E ele andou vencendo a doce aléia guardada por ipês frondosos e silenciosamente belos, tão amarelos quanto o sol poente que, alto, encabeçava-os com a sombra criada. O cão rafeiro da tropa chegada ficara para trás horas antes, ainda na guia do gado, e de tão cansado que estava, arrastava a língua, quase rente ao chão sujo da estrada de barro vermelho. A luz molhada do candeeiro da soleira da janela principal da casa do engenho, apesar de nada alabastrina, cintilava. Tinha uma chama avermelhada que dançava frente ao sopro do vento do final da tarde.
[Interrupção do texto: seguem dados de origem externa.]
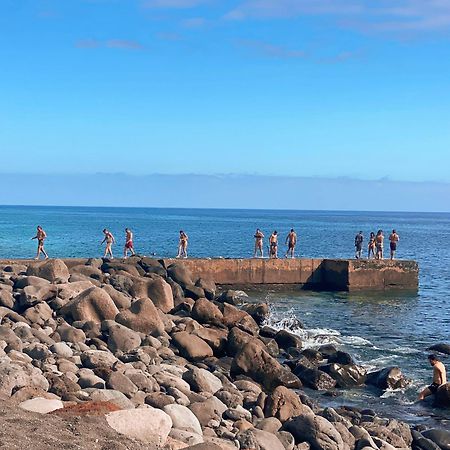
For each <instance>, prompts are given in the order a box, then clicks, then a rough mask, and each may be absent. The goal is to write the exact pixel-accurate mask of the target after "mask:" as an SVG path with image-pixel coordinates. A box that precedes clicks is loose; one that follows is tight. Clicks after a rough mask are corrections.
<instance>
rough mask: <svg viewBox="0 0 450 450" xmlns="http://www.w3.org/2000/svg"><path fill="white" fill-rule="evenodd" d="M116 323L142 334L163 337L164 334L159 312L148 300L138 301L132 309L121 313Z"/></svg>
mask: <svg viewBox="0 0 450 450" xmlns="http://www.w3.org/2000/svg"><path fill="white" fill-rule="evenodd" d="M116 322H117V323H120V324H122V325H125V326H126V327H128V328H131V329H132V330H134V331H138V332H140V333H145V334H151V335H152V336H156V337H157V336H161V335H162V334H163V333H164V324H163V322H162V320H161V317H160V315H159V314H158V310H157V309H156V307H155V305H154V304H153V302H152V301H151V300H150V299H148V298H141V299H139V300H136V301H135V302H133V304H132V305H131V307H130V309H128V310H125V311H122V312H120V313H119V314H118V315H117V316H116Z"/></svg>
À frente da casa, um bom punhado de vaqueiros perfilados, à espera de que o coronel Falindo gritasse um boa-tarde. A rafanéia, silenciosa, apenas guardava a fala do velho. A boiada já estava presa no curral da quarentena, que ficava logo no início do engenho, antes de chegar-se ao belo corredor dos paus d’arco.
_Trouxeram tudo?
_Das duas fazendas, coronel. Todo o gado veio.
_Obrigado, Jacinto; era assim mesmo que devia ter sido feito o serviço. Deu muito trabalho?
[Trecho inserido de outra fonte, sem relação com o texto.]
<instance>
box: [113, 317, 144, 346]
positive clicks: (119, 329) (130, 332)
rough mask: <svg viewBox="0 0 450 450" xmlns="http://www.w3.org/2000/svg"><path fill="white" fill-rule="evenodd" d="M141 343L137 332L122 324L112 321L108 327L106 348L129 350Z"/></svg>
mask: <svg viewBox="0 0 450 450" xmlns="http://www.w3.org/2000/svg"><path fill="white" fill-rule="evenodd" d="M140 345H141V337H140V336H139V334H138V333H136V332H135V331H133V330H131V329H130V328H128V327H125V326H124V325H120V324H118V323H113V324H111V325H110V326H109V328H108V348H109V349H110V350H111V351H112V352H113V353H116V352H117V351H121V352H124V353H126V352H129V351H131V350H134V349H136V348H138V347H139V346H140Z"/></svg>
_Um pouco, coronel, mas veio!
_Desatrelem os animais, mande seu povo banhar-se no rio dos fundos e esperar na senzala velha. Vou mandar servir a janta pra eles. Quantos são?
_Onze, coronel: eu e mais dez.
_Vão pra lá. Comem já!
O coronel, sequioso por ter por perto sua última grande boiada, olhou para a floração amarela da estrada da chegada do engenho, depois para o sol já semi- encoberto por trás da serra da Barriga, desistiu de fazê-lo àquela hora e entrou. Amanhã, ainda com o orvalho frio olharia os animais e faria suas anotações.
As falas do vendaval, defendendo-se umas das outras, marcam limites e impedem trânsitos e atiçam olhares que não se distraem. E assim são histórias mal contadas. Os desejos transitam entre as almas.
O avô do coronel Falindo era um português manso e trabalhador que havia chegado às terras de Santa Maria Madalena com uma família de portugueses ricos que logo se dispuseram a erguer uma grande cruz como símbolo da fé cristã nas terras do alto do povoado. Morrera ainda jovem de tuberculose pulmonar, trazida da cidade de São Salvador. O pai do coronel retornara para Portugal e não dera mais notícias ao filho, costume raro entre o povo que emigrava de lá para ocupar nossas terras daquém mar.
O coronel era um homem que escondia sua melancolia e não se apartava de sorrisos gentis para todos. Fora ele o primeiro adepto – corajoso ser – quando se aproximaram os anos de abolição da escravatura, a defendê-la.
Ouro não tinha mais. Pela estrada à frente da casa-grande do engenho saiu toda a fortuna herdada. A espreguiçadeira balançava seu corpo descansado, enquanto afilava o bigode ruivo, horas a fio. Os títulos passaram – não iam trabalhar para seu sustento. A Corte ruiu, e amigos verdadeiros moravam longe demais um do outro.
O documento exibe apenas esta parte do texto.